4.2: Minimizing Lateness
- Say we want to schedule jobs with start and end times and deadlines so that the maximum lateness for any job is minimized.
- We can't always do what we've done for the previous jobs, because in that example we just did as much as we could and here we have to do everything.
- We can't do jobs in increasing order of length, or of slack time. Instead, we order by deadline!
- We prove this by exchange argument: any optimal solution that isn't the greedy solution must have some sort of inversions! We un-invert those, get rid of lack time, then we have our greedy solution.
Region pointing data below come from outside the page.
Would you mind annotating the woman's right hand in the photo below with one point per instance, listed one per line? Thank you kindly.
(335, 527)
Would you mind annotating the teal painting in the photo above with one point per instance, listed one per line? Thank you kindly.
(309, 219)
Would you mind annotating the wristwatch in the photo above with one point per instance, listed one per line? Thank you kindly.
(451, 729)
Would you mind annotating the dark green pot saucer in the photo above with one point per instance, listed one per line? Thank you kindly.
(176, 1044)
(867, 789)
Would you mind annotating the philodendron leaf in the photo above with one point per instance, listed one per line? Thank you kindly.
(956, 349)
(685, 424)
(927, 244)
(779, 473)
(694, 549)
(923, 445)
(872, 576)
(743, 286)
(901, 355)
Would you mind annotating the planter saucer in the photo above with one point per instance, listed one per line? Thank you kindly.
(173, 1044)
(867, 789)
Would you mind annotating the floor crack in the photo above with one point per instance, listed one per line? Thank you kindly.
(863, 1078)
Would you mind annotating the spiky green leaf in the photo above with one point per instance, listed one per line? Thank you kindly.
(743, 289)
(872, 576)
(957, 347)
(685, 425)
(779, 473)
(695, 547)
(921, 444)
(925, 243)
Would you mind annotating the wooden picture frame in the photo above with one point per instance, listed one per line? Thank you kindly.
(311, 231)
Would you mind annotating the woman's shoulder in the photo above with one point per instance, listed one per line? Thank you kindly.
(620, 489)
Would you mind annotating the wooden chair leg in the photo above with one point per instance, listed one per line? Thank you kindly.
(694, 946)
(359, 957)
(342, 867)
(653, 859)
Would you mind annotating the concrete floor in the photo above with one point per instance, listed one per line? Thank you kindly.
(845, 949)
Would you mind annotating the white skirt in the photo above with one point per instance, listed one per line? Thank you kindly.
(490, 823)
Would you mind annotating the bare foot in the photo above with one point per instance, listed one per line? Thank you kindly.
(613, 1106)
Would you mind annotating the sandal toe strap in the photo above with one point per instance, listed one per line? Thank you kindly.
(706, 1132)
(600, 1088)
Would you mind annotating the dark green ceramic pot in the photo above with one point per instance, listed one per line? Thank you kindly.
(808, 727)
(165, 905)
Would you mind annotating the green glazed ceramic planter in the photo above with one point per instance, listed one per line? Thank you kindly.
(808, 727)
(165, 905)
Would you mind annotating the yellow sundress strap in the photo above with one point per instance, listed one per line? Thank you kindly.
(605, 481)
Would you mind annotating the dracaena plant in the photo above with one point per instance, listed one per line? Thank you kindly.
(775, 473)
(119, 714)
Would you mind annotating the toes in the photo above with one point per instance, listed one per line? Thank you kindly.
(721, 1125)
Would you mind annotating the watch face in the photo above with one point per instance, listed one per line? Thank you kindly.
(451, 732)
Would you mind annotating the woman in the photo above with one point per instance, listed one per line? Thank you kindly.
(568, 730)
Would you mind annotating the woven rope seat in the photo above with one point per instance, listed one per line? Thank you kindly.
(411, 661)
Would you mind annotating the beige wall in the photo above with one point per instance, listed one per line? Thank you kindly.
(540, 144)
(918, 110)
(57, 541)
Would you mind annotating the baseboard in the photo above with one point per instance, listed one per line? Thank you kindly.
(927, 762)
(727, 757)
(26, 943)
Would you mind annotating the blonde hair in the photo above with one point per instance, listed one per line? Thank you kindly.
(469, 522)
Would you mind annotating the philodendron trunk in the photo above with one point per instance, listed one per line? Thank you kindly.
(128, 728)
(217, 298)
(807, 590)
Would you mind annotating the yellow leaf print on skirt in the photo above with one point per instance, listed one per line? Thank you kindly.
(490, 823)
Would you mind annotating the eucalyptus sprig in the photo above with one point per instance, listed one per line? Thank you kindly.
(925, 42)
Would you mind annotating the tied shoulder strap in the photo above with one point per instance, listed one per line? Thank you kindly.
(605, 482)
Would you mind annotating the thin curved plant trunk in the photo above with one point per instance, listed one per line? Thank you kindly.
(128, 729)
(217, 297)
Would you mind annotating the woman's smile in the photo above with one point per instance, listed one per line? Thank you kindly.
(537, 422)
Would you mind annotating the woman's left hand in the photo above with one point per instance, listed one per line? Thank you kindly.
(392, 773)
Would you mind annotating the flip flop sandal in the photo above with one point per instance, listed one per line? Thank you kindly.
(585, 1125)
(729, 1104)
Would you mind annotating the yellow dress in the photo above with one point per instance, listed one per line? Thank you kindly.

- Not that interesting a section, kind of overly wordy. 5/10.
4.4: Shortest Paths
- We want to find the shortest path in a graph, either from some node s to some other node t or from s to every other node.
- We can use Dijkstra's algorithm to do this for directed graphs:
- Explore nodes by selecting the next (univisited) node t as that with the next lowest-cost distance from s by way of an already discovered node.
- Add t to the discovered set.
- Using a priority queue, Dijkstra's algorithm runs in O(m) time for m edges.
- 6/10.
4.5: Minimum Spanning Trees
- A minimum spanning tree is a subset of a graph G such that the new graph G' is connected as cheaply as possible.
- Such a tree will necessarily be a tree.
- Three algorithms to build a minimum spanning tree consist of doing the following:
- Adding edges to the MST in increasing order of cost, provided the next cheapest edge does not form a cycle,
- Beginning at vertex s, adding the next cheapest edge,
- Begin with the original G and, in decreasing order of edge cost, delete edges provided the current edge to be deleted will not make the spanning tree disconnected.
- These three algorithms are Kruskal's, Prim's, and the Reverse-Delete algorithms, respectively.
- We can implement Prim's algorithm in O(mlogn) time.
- This section wasn't interesting. 4/10.
4.6: Kruskal's Algorithm
- We can implement Kruskal using a pointer-based structure to support creation, find, and union for sets.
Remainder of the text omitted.